594 Rhodes Hall
Cornell University
Ithaca, NY 14853
Office: (607) 255-6705
e-mail: arbree@cs.cornell.edu
My primary interests lie in developing new computer rendering algorithms. Specifically, I am interested in determining novel ways handling the ever increasing amount of complexity in modern scenes. My research incorporates elements of human psychology, design, and art, as well as, the body of more traditional computer graphics work. I believe that to create truly realistic images rendering algorithms must be able to handle complexities in geometry, lighting and material orders of magnitude greater supported by current means. I believe viable solutions these problems must solve two canonical tasks. First, they must determine the visible importance of each element of a scene. This task is intrinsically related to how we seamlessly edit the enormous visual complexity of our world, and how our brains extract relevent patterns from this complexity. Second, solution must permit the computer's representation of objects, materials and lighting to evolve to reflect their relative visual importance.
I am a student of Kavita Bala and her work is my primary focus. I also work closely with Bruce Walter, Sebastian Fernandez, and all the staff and students of Cornell's Program of Computer Graphics. Additionally, I have recently been doing some work with Steve Marschner.
The Lightcuts project has developed a robust rendering framework that produces full global illumination effects from up to millions of non-trivial visible lights. The methods are robust and scalable; producing high-quality anti-aliased images in times logarithmic in the number of lights.

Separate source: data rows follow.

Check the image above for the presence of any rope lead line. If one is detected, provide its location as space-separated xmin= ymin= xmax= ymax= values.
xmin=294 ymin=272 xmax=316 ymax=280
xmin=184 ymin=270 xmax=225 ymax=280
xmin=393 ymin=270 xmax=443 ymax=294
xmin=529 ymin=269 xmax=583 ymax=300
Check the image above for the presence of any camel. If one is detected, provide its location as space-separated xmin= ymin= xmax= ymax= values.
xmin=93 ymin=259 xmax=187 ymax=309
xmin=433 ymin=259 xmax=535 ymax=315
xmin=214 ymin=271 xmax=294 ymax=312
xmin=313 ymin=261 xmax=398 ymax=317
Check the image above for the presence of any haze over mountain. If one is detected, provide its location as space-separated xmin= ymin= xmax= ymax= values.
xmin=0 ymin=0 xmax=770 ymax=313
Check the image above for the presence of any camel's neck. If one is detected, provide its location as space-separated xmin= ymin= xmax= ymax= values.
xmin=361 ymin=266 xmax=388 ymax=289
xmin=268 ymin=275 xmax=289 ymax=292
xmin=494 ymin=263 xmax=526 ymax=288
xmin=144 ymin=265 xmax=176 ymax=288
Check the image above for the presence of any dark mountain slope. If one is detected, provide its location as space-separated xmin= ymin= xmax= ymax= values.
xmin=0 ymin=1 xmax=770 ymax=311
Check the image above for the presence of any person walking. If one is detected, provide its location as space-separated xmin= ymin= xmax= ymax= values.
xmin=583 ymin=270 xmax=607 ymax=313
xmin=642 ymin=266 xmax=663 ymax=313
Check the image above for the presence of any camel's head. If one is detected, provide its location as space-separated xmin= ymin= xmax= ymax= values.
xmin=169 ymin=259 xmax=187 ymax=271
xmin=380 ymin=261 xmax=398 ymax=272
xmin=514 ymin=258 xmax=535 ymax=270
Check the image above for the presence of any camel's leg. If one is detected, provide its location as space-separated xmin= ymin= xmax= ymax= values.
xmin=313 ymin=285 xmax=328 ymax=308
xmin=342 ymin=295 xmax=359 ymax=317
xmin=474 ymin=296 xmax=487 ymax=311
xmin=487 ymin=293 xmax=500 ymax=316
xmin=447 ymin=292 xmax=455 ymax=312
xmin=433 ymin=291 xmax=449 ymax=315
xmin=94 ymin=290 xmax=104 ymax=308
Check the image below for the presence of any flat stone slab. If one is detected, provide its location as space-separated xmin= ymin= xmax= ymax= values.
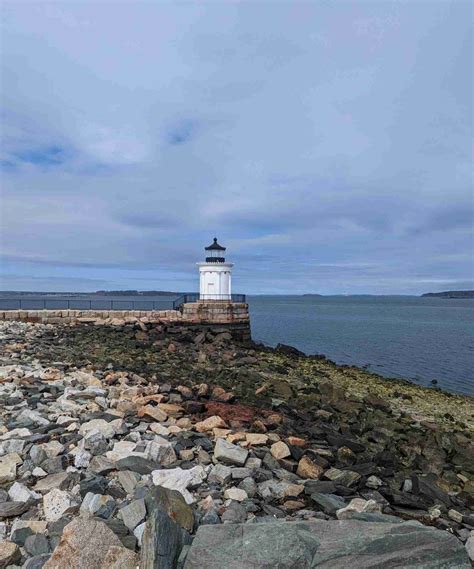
xmin=184 ymin=520 xmax=470 ymax=569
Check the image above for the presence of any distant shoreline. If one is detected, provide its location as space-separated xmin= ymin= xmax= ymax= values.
xmin=421 ymin=290 xmax=474 ymax=298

The Hardware Environment Map project brings the benefits of image based lighting techniques to interactive hardware applications. Leveraging the recent advances in hardware shadowing algorithms, this work divides input environment maps into components that can be rendered interactively using traditional means. In practive, this division can support accurate approximations of environment shadows at interactive rates for fully dynamic scenes.
With Steve Marschner, I have been working on Wood Material Aqcuisition using his spherical gantry, a device to automates the acquisition Bidirectional Reflectance Distribution Functions (BRDFs) for materials. By fitting a new model of wood's reflectance to the data acquired for several different samples of finished hardwood, we have developed a model that accurately captures the rich, subtle appearance of many finished woods.